Identities are registered with associated public keys. Identities can be queried based off of the first associated public key through Dash Platform. The query should use the first public key at a specific derivation path used for Identities. If an Identity is found, the process should be repeated for another public key at the following derivation path. This should continue until no Identity is returned by the platform. Proofs of existence and non-existence must be verified in the responses to these requests.

Retrieve application information from Dash Platform#

Different decentralized applications might have pertinent information for the wallet. For example, extra address spaces that wallet accounts are interested in. Another example could be wallet creation date to speed up initial download. This information should be downloaded from Dash Platform, processed and then used as parameters for the main chain synchronization step.

Constructing a probabilistic filter#

When syncing blocks through SPV, a bloom filter is used (see BIP37).

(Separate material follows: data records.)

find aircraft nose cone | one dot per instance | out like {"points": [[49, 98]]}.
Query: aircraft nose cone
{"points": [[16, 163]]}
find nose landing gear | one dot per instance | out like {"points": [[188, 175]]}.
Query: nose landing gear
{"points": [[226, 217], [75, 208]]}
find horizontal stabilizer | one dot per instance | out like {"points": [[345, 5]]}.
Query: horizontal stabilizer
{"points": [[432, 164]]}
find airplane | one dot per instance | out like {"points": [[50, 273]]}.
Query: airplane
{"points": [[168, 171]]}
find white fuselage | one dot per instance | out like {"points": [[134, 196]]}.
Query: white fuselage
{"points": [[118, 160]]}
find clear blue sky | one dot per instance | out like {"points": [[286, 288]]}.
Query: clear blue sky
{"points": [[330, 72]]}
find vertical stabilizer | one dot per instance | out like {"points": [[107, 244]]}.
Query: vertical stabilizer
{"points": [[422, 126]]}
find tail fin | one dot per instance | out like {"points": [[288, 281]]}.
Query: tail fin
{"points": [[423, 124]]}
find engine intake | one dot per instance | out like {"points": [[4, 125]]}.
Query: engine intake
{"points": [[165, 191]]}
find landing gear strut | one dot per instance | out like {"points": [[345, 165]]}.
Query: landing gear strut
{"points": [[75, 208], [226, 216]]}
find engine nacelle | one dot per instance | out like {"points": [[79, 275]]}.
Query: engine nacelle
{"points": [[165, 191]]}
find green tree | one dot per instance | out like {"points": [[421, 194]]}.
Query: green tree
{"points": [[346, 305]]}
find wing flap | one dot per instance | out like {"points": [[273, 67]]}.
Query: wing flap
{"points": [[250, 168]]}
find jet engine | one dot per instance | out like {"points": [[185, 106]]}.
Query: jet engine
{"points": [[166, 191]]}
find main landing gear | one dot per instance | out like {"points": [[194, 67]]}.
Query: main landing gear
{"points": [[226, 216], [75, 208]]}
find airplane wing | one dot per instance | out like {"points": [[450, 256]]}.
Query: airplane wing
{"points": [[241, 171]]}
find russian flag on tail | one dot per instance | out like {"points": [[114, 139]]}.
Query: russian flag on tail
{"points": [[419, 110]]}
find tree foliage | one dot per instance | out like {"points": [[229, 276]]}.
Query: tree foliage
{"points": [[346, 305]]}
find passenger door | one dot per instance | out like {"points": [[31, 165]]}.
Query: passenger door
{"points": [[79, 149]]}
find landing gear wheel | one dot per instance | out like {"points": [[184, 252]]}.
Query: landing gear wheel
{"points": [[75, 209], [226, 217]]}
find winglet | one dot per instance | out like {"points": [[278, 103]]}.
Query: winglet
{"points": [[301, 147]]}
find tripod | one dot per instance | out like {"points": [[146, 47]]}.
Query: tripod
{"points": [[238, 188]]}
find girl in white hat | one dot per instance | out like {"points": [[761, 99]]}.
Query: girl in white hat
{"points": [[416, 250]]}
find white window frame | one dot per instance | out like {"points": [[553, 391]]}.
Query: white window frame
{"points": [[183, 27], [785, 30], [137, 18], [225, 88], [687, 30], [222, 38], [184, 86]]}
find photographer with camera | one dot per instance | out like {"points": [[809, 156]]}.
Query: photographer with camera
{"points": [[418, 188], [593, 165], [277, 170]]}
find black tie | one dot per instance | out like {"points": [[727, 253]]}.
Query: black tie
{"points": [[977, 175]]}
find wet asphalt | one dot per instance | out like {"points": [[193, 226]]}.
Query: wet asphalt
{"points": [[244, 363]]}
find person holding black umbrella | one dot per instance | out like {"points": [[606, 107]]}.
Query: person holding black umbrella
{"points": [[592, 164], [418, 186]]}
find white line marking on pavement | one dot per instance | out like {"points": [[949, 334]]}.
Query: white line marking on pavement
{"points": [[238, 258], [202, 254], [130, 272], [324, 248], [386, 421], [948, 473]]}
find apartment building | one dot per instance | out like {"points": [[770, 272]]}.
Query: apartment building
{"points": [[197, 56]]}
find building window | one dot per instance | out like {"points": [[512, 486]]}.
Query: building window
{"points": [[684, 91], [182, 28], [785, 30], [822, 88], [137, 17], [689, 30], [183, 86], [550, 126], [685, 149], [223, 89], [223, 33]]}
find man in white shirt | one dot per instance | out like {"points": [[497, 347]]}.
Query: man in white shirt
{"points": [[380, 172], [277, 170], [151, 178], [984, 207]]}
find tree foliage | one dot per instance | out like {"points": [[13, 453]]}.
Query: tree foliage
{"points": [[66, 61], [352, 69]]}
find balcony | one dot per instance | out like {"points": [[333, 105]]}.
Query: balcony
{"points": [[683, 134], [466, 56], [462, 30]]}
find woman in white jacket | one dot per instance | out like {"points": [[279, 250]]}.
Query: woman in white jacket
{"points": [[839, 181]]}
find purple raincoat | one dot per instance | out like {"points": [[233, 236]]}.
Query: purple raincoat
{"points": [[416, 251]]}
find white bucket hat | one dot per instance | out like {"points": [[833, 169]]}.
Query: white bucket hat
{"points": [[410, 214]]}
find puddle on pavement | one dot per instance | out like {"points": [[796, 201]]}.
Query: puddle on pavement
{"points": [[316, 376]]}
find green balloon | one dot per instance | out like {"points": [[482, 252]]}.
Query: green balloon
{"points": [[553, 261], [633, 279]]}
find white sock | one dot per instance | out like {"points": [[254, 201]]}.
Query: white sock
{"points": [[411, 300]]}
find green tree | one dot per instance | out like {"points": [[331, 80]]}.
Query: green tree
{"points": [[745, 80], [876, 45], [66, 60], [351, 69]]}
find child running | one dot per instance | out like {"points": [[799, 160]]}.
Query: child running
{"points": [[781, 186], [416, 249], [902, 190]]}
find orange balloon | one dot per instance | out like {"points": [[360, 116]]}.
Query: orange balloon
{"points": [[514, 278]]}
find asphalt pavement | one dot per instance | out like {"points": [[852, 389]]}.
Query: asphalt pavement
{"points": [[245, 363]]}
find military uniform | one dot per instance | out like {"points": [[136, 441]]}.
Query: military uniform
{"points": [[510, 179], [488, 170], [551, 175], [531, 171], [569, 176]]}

In addition to the BIP44-based address spaces included in the filter, extra address spaces retrieved from Dash Platform applications can be used. For example, in DashPay this enables receiving and sending transactions on SPV wallets that use bloom filters.

A client should set this filter on all connected peers.

Chain Sync Blocks retrieval#

After setting the probabilistic filter, retrieval of sync blocks should start. If not syncing from scratch, the last 10 sync blocks followed by the previous checkpoint and then the chain genesis should be used as locators sent in a getblocks message. If syncing from scratch, the last checkpoint and then the chain genesis should be used as locators. If the wallet creation date is known, getheaders can be used instead of getblocks until the last known sync block timestamp is 5 days before the wallet creation date.

When receiving a response to a getblocks message, the wallet should immediately request the following blocks before verifying the blocks that were in the response. This process should continue until all blocks have been retrieved and sync blocks have caught up to terminal blocks. At this point the wallet will be in a Synced Phase and will only need to listen to mempool inventory messages and retrieve blocks through those inventory messages.

Categorization of Blocks from peers#

Since terminal blocks can still be retrieved during chain sync, current chain sync phase should not be used to determine the block categorization between terminal blocks, chain sync blocks or both. Appendix Diagrams 1 and 2 explain through flow charts the logic to apply to figure out this categorization.